President Joe Biden hailed the move but cautioned Americans against celebrating too soon. “Things are still likely to get worse again as new variants spread,” he said in a statement, urging people to continue washing their hands, wearing masks, and maintain social distancing.

Both the Pfizer and Moderna vaccines, which are based on new messenger RNA technology, showed higher efficacy rates in pivotal trials that used two doses versus J&J’s single-shot vaccine. Direct comparison, however, is difficult because the trials had different goals and J&J’s was conducted while more contagious new variants of the virus were circulating.

“We believe that people should take the vaccine they are able to access,” the FDA’s acting commissioner, Dr Janet Woodcock, said in a call after the authorization, noting the three vaccines had not been studied head-to-head.

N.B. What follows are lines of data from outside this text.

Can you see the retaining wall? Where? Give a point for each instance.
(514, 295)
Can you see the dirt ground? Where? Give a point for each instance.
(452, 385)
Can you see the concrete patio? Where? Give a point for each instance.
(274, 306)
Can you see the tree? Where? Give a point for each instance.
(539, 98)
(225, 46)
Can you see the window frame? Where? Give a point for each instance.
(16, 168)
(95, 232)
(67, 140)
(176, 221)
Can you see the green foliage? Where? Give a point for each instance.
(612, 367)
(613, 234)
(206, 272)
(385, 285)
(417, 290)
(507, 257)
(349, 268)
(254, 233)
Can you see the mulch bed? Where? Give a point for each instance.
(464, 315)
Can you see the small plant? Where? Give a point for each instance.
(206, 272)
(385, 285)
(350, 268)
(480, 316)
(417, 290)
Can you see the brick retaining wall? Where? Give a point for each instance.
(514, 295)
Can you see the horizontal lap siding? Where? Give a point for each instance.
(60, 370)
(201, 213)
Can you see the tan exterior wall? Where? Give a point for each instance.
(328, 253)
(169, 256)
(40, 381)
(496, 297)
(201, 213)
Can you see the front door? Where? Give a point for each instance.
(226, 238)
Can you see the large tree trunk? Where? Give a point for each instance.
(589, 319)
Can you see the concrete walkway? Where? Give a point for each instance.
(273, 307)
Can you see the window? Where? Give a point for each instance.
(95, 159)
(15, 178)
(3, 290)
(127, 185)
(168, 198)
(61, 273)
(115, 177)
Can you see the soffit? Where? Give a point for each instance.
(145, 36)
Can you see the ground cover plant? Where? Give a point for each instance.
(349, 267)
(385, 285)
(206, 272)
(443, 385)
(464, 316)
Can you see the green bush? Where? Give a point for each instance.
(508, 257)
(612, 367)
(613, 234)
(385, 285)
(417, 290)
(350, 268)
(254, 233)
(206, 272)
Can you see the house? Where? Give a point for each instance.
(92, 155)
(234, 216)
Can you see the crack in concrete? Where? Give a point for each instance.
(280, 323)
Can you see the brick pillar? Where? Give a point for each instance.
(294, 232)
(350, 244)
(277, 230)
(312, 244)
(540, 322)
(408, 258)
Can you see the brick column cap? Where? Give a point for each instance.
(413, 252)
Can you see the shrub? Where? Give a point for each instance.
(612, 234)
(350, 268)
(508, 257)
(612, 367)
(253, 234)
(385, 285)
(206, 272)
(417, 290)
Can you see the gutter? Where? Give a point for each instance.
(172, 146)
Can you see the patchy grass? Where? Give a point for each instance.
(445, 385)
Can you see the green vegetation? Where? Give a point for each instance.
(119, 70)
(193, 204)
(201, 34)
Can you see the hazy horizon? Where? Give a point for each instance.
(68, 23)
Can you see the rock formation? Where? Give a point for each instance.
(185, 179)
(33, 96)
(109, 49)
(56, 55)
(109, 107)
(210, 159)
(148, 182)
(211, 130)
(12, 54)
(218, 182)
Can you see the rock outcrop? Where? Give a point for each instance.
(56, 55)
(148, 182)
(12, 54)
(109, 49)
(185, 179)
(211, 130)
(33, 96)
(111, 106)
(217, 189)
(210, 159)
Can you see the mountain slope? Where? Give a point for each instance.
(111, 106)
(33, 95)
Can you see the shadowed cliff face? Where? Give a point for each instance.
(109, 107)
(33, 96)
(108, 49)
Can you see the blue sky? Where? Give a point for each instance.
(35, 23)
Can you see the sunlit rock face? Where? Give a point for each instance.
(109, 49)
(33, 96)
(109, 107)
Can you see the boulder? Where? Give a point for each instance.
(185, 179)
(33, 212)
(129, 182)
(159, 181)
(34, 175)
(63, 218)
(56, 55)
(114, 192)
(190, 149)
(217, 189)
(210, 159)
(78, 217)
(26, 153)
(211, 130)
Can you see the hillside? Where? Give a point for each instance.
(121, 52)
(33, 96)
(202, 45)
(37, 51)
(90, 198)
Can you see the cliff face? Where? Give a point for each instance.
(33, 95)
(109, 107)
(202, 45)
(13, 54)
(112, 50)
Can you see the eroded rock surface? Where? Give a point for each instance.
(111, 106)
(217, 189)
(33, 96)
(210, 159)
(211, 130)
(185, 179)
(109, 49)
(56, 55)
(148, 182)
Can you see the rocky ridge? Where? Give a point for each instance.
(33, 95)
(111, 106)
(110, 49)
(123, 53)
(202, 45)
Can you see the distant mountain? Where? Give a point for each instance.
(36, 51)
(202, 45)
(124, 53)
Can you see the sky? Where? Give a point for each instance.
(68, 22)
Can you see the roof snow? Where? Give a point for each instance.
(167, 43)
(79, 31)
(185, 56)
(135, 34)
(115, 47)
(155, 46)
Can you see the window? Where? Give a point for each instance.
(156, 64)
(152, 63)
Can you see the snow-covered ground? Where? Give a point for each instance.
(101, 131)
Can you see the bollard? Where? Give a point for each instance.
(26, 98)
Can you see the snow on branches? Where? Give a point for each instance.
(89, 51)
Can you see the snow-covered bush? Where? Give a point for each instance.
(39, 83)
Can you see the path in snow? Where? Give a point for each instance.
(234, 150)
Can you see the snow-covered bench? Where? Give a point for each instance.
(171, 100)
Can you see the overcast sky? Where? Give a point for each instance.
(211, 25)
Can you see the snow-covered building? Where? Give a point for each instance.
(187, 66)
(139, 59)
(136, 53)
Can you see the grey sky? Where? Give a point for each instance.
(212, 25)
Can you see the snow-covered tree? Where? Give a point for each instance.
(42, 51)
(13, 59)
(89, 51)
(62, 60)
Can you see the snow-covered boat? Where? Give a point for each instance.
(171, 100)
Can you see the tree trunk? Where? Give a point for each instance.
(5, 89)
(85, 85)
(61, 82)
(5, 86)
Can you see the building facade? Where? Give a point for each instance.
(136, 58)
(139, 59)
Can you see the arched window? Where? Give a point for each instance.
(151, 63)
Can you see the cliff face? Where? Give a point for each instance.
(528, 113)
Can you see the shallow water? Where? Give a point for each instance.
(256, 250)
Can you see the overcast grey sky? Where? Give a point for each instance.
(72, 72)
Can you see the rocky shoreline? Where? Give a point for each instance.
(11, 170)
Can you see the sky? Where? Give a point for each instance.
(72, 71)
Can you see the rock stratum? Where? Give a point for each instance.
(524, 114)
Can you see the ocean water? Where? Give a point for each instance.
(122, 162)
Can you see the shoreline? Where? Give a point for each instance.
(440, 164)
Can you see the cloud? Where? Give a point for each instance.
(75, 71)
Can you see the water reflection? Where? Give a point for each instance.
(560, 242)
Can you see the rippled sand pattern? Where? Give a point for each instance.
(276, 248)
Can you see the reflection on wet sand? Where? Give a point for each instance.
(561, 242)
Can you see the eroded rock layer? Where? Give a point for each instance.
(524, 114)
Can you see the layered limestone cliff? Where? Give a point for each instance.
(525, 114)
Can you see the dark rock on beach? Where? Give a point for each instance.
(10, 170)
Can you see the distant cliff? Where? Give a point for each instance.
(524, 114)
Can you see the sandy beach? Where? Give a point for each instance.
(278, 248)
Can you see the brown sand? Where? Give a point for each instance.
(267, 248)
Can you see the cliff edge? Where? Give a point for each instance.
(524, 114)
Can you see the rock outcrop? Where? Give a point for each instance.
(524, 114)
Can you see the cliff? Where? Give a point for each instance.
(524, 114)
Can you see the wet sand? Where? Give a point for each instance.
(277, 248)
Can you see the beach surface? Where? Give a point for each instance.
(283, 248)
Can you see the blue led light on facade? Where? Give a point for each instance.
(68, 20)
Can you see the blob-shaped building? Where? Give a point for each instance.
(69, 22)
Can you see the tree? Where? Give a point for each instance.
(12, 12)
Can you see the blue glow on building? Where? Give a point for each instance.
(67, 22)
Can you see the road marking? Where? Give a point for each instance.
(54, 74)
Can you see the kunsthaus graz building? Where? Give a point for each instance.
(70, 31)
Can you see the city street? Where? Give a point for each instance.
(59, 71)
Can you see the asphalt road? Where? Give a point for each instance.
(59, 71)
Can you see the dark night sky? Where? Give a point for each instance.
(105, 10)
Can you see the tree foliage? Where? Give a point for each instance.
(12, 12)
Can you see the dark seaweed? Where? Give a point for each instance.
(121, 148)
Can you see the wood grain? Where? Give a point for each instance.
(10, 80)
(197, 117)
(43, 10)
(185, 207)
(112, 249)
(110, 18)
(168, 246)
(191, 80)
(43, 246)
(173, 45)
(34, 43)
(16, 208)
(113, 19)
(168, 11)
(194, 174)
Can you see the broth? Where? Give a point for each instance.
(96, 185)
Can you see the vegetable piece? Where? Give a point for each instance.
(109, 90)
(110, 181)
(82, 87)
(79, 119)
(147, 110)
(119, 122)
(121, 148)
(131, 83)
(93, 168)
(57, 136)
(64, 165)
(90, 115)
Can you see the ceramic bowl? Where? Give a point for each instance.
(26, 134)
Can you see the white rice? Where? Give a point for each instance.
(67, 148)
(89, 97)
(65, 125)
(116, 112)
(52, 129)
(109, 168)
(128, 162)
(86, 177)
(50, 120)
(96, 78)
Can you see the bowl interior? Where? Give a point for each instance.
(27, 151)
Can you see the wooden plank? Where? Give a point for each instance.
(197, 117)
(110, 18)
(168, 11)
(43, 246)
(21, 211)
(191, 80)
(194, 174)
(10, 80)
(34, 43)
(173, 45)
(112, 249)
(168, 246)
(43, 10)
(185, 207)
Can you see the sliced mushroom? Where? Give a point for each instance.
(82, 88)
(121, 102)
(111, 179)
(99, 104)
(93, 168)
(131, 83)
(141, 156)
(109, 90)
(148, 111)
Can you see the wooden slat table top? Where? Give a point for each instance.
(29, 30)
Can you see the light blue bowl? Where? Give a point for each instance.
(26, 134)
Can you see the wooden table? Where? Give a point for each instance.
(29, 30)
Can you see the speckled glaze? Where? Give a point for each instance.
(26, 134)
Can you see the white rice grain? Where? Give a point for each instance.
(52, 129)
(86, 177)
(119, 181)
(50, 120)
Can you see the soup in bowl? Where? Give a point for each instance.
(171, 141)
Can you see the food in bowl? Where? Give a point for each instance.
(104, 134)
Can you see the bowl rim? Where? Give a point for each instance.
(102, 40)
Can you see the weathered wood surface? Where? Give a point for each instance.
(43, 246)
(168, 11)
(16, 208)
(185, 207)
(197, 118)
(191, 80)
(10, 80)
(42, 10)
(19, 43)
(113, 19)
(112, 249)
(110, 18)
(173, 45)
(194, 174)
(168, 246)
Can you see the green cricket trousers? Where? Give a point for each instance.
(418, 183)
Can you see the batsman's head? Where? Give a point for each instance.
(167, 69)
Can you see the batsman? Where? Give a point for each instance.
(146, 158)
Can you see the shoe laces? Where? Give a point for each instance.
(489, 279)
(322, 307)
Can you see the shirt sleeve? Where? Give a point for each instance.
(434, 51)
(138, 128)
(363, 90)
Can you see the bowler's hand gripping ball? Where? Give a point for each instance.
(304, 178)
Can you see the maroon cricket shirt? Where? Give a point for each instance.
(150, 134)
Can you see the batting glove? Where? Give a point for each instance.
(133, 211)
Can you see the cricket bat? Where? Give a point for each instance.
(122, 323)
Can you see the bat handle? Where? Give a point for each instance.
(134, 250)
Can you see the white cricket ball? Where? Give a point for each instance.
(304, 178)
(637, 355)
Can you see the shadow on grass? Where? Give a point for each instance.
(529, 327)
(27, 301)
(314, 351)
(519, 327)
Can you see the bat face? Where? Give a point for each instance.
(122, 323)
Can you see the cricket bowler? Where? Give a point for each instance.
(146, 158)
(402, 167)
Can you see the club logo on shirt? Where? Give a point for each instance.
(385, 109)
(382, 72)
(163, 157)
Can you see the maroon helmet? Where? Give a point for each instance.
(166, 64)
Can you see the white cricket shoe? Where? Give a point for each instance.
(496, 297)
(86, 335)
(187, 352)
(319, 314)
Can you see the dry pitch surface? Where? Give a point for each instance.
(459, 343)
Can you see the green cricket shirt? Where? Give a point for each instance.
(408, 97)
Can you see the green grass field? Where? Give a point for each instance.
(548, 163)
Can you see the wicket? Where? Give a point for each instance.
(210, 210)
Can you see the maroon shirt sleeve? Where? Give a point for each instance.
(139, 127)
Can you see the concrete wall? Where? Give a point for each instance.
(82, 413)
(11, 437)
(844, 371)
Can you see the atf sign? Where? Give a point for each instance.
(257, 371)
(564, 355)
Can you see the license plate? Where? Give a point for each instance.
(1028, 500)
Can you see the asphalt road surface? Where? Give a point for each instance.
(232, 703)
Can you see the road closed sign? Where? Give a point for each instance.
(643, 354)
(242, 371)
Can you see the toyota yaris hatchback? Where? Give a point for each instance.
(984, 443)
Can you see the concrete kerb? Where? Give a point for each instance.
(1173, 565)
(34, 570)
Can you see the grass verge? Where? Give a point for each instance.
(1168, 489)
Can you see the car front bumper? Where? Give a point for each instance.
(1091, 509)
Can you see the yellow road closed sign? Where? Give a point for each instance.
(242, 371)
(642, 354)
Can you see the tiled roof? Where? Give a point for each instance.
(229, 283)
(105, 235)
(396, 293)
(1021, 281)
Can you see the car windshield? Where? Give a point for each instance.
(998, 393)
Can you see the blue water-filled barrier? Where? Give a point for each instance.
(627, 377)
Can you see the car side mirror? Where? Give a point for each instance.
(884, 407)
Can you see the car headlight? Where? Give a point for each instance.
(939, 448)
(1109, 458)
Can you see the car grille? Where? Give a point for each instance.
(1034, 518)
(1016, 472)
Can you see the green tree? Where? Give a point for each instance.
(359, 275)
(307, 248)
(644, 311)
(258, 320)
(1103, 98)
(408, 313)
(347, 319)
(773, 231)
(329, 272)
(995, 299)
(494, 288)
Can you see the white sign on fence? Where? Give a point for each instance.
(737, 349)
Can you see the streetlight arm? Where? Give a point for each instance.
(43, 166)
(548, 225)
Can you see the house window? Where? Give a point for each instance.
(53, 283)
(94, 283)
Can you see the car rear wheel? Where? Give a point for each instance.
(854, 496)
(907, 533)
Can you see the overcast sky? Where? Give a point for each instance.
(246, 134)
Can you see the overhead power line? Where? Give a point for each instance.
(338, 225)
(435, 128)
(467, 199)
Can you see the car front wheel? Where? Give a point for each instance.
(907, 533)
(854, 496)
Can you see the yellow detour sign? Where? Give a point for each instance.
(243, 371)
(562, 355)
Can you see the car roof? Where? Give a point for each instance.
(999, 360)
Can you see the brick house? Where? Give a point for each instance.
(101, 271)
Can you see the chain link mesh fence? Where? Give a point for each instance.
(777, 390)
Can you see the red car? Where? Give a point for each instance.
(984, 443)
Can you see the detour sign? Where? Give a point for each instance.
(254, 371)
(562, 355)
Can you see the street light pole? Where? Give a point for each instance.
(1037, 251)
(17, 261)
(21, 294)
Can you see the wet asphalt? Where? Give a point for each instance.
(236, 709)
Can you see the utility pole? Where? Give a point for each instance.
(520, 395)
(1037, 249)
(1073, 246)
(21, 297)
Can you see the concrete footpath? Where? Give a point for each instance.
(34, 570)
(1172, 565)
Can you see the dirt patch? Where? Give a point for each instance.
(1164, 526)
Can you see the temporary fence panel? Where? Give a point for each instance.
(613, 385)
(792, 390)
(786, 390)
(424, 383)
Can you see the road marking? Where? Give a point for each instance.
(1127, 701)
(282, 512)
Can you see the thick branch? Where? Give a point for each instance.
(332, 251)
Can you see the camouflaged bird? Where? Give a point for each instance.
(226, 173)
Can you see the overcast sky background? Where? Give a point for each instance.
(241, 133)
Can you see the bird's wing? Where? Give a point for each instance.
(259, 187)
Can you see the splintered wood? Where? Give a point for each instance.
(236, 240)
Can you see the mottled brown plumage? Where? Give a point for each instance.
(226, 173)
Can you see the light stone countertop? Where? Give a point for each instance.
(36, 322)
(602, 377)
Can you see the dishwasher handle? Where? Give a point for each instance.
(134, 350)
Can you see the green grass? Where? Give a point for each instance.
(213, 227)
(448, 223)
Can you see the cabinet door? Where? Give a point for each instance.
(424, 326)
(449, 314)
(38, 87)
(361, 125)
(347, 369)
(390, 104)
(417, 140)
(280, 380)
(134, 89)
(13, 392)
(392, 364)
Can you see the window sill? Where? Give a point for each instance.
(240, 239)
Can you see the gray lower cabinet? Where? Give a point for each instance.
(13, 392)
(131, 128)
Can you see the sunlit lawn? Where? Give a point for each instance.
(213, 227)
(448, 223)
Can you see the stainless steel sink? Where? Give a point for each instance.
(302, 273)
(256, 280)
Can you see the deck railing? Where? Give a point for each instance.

“We feel that each of these vaccines will be effective, will prevent hospitalization, deaths and should be used,” she said.

In J&J’s 44,000-person global trial, the vaccine was found to be 66 percent effective at preventing moderate-to-severe COVID-19 four weeks after inoculation. It was 100 percent effective in preventing hospitalization and death due to the virus.

There were very few serious side effects reported in the trial, which also offered preliminary evidence that the vaccine reduced asymptomatic infections.

More study is expected. The FDA on Saturday dismissed the idea that evidence proved the vaccine prevented transmission between people and added there was no data to determine how long the vaccine’s protection lasted.

J&J’s vaccine is expected to be used widely around the globe because it can be shipped and stored at normal refrigerator temperatures, making distribution easier than the Pfizer/BioNTech and Moderna vaccines, which must be shipped frozen.

“It potentially could play a very substantial role if we have enough doses because it’s only a single-dose vaccine and that will make it attractive to people who are difficult to reach,” said Dr William Schaffner, an infectious disease expert at Vanderbilt University Medical Center in Nashville. “It’s one and done.”

The US government, which has purchased 100 million doses of the J&J vaccine, plans to distribute about 3-4 million next week. That would be on top of the around 16 million doses of the Pfizer/BioNTech and Moderna vaccines the government already planned to ship across the country.

J&J plans to provide a total of 20 million doses by the end of March, which along with the more than 220 million total doses expected from Pfizer and Moderna would be enough to fully vaccinate 130 million Americans.